To train your own custom wake word (e.g., "hey computer", "ok assistant"), use the companion training toolkit:
openwakeword-trainer — A granular 13-step pipeline that handles TTS synthesis, augmentation, training, and ONNX export.
-
Train a model using openwakeword-trainer.
-
Copy the exported
.onnx(and.onnx.data) files tomodels/. -
Update
config/config.yaml:voice: wake_word: "your phrase" wakeword_models: ["models/your_model.onnx"] wakeword_threshold: 0.5
app.py → Entry point, starts agent + tray
tray.py → System tray icon (pystray), Caps Lock hotkey listener, spawns voice loop thread
orchestrator.py → State machine (Idle/Listening/Processing/Autonomous/Paused)
agent.py → Async Copilot SDK bridge (slim — delegates config to prompt_builder)
paths.py → Shared project root path utility
config.py → Dataclass config, YAML loader
mcp_config.py → MCP server loading from global CLI config + project MCP registration
prompt_builder.py → System prompt assembly, knowledge file loading, session config
projects.py → Project knowledge base management (create/archive/list/load)

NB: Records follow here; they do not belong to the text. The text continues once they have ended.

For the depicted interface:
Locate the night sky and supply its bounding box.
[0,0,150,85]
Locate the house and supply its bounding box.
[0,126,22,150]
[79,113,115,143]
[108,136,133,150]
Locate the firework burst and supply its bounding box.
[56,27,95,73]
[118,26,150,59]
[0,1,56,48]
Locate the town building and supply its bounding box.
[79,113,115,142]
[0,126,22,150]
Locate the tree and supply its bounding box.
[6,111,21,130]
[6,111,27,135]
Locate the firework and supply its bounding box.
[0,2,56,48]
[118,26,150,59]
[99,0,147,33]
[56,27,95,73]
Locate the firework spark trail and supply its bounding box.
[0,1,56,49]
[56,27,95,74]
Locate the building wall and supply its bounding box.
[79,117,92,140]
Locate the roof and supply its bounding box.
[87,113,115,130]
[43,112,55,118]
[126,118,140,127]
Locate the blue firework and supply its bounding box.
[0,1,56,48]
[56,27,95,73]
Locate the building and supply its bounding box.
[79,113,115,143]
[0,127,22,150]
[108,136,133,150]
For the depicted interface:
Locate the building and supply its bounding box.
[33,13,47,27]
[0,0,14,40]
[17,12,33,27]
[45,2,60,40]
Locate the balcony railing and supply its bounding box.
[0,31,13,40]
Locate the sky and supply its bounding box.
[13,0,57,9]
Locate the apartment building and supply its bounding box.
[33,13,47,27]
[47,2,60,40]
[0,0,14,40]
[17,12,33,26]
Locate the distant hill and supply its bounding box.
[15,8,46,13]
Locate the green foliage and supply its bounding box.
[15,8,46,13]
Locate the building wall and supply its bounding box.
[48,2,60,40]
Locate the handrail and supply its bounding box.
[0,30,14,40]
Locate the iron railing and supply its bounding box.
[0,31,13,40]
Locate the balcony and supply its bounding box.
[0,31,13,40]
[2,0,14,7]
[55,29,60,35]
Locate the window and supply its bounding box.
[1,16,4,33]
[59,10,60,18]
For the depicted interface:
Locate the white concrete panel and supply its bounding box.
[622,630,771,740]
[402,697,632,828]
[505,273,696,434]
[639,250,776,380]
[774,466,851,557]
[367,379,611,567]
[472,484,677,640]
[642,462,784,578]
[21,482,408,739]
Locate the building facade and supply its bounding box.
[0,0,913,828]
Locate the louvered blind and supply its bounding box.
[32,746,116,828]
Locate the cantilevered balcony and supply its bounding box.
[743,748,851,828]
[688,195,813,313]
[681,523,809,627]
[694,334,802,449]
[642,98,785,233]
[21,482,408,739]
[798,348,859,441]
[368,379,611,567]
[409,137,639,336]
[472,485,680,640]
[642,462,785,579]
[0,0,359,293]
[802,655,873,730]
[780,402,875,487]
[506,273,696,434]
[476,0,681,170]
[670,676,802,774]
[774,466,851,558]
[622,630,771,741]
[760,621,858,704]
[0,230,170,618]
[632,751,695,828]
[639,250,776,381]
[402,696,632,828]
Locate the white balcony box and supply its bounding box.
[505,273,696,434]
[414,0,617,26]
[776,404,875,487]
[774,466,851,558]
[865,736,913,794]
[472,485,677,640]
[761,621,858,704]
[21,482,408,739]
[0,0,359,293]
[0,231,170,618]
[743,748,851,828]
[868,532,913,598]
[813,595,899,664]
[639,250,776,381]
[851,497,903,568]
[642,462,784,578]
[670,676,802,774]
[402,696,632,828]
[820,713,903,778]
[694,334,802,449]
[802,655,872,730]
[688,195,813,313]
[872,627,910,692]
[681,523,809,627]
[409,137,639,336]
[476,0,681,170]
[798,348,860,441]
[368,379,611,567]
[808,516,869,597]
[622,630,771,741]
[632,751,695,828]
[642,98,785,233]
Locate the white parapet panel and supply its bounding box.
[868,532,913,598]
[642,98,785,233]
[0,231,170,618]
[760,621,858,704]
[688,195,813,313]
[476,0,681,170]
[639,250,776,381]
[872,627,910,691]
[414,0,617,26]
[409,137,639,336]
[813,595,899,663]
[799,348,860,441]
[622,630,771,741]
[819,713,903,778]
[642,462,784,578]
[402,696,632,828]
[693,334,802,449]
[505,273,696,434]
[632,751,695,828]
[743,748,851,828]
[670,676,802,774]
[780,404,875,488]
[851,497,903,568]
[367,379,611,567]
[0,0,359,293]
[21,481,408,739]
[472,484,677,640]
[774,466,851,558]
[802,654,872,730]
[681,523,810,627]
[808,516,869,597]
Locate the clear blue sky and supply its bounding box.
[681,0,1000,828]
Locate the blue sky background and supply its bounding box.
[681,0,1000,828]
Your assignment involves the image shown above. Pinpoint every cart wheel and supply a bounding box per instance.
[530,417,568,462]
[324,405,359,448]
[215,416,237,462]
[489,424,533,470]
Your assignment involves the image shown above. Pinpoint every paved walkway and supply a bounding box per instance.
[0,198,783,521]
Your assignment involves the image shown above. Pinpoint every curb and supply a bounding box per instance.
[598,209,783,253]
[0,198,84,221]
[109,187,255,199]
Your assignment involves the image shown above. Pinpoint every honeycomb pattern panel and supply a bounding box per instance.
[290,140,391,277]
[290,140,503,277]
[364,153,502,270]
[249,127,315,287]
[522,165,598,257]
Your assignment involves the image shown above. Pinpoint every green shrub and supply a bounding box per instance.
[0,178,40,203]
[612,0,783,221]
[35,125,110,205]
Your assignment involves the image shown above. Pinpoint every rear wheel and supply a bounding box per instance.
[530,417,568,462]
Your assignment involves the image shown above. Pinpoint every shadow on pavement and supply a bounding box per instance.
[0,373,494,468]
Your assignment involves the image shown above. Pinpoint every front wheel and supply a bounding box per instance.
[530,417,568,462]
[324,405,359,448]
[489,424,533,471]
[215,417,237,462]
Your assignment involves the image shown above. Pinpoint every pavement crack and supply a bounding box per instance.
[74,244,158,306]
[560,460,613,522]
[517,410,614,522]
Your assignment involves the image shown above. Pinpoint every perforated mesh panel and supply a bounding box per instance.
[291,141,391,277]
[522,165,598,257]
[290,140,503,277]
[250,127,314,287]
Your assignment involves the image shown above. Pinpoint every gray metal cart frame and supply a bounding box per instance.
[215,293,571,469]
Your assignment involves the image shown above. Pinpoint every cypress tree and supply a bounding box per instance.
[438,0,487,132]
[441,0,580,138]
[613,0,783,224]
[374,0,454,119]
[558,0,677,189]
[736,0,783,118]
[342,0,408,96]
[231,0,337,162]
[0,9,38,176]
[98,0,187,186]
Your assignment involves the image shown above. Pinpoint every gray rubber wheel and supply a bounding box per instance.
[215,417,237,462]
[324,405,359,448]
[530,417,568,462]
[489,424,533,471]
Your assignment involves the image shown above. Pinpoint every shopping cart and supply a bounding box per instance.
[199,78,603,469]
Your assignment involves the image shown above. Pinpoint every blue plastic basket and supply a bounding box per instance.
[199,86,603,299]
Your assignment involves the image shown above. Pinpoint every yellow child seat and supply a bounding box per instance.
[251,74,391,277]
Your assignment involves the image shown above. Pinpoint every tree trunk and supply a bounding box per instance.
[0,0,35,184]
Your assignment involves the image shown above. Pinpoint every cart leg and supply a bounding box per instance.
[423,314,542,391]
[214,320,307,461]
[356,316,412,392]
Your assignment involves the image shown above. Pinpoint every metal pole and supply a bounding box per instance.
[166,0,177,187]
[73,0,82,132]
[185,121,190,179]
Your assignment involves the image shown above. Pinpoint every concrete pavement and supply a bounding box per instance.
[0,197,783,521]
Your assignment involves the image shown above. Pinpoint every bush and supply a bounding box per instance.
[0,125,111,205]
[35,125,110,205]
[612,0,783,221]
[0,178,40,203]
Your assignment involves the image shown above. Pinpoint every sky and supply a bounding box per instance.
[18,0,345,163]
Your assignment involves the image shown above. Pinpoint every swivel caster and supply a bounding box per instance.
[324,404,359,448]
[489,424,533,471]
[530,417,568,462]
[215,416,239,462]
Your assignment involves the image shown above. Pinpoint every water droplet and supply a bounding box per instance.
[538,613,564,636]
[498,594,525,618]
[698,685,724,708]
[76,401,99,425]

project_mcp.py → Local MCP server exposing project knowledge tools to the agent
voice/
loop.py → Main voice loop: wake word → conversation → agent → TTS
commands.py → Voice command handler for project knowledge base commands
autonomous.py → Autonomous "Get to Work" mode with interrupt watcher
call_detector.py → Teams/Zoom auto-pause via Windows Audio Session API (render + capture)
wakeword.py → Wake word detection (openwakeword / STT fallback)
stt.py → Speech-to-text (faster-whisper), fixed + VAD-based recording
tts.py → Text-to-speech (pyttsx3), interruptible sentence-by-sentence speaker
audio.py → Audio device resolution helpers
list_devices.py → CLI tool to list input devices
list_voices.py → CLI tool to list available TTS voices
- Wake word detection (openwakeword, ONNX)
- Local STT with VAD-based utterance detection
- Local TTS with sentence-by-sentence playback
- Interruptible TTS via voice phrases
- Conversation mode with configurable silence window
- System tray icon with status display
- Copilot SDK agent integration
- MCP server auto-loading from global CLI config
- Personal knowledge file for persistent agent context
- Project knowledge base for long-running projects
- "Get to work" autonomous mode
- Comprehensive unit test suite (343 tests)
- Teams/Zoom auto-pause integration
- Error handling & resilience hardening
- Teams auto-pause manual validation
- Repo edit confirmation flow
See docs/MVP.md for the full MVP progress tracker with detailed subtasks.